Development of a photo-catalytic converter for potential use in the detoxification of Cr(vi) metal in water from natural resources

Abstract

Porphyrin dye sensitized nanomaterials (nanohybrids) are advantageous for application in photocatalysis due to their additional absorption band that matches the solar irradiance spectrum. Here we have impregnated protoporphyrin IX with copper(II) ions and sensitized porous TiO₂ microspheres (∼1.5 μm in diameter) in order to synthesize a functional nanohybrid for application in visible light photocatalysis. While electron microscopy studies (FESEM and HRTEM) confirm the inorganic porous structure of the microspheres, Fourier transform infrared (FTIR), electronic spectroscopy and picosecond resolved fluorescence studies on the sensitizing PP molecules reveal the formation of the functional nanohybrid.
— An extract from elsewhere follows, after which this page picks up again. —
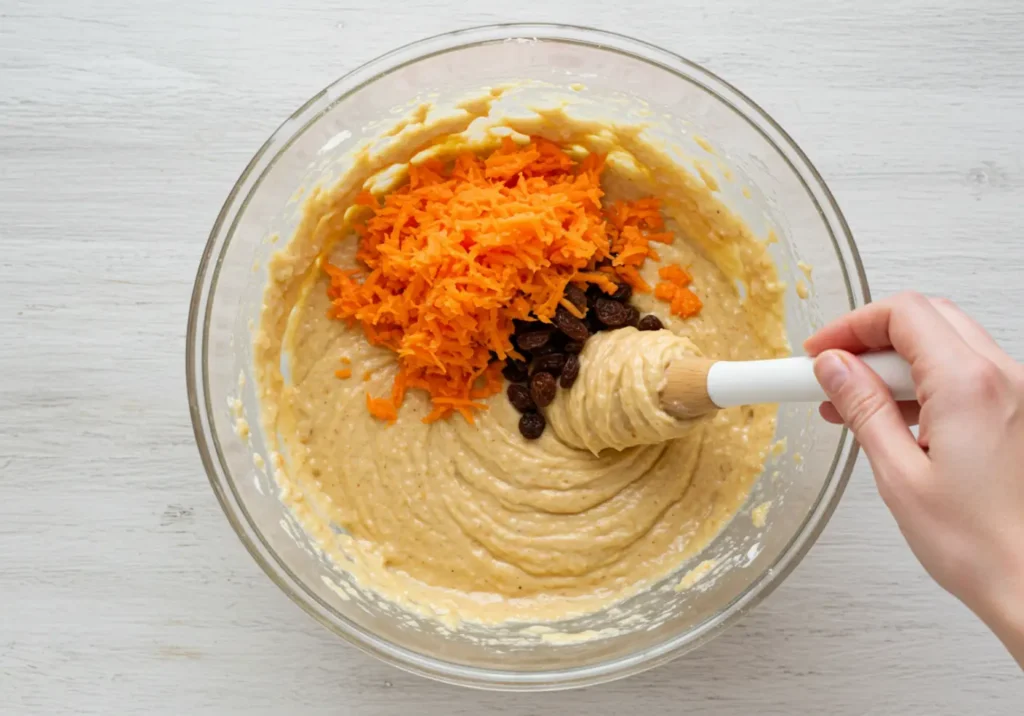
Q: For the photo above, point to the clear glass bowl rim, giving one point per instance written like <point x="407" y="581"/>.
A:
<point x="197" y="376"/>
Hexavalent chromium (Cr(VI)) in the aquatic environment is a commonly identified proven carcinogenic heavy metal pollutant, whereas Cr(III) is nontoxic and considered to be an essential nutrient for living organisms. We have applied the nanohybrid for an efficient reduction of toxic Cr(VI) metal ions to non-toxic Cr(III) in water under visible light illumination. The advantage of the Cu ion impregnation into the sensitizing PP dye is evident from the intact efficacy in the photocatalytic reduction in the presence of water dissolved metal ions (Cr³⁺ and Fe³⁺) is confirmed from our study. On the other hand, the nanohybrid without the Cu(II) suffers from interference from other dissolved metal ions during the photocatalytic reduction process. For a prototype application, we have developed an active filter (having physical and chemical filtering capability) by depositing the nanohybrid on an extended surface of a stainless-steel metal mesh (size 2 cm × 2 cm, pore size 150 μm × 200 μm). The prototype active filter exhibits significant potential for chemical filtering of toxic Cr(VI) ions (photoreduction to Cr(III)) along with physical cleaning of suspended particulates present in water.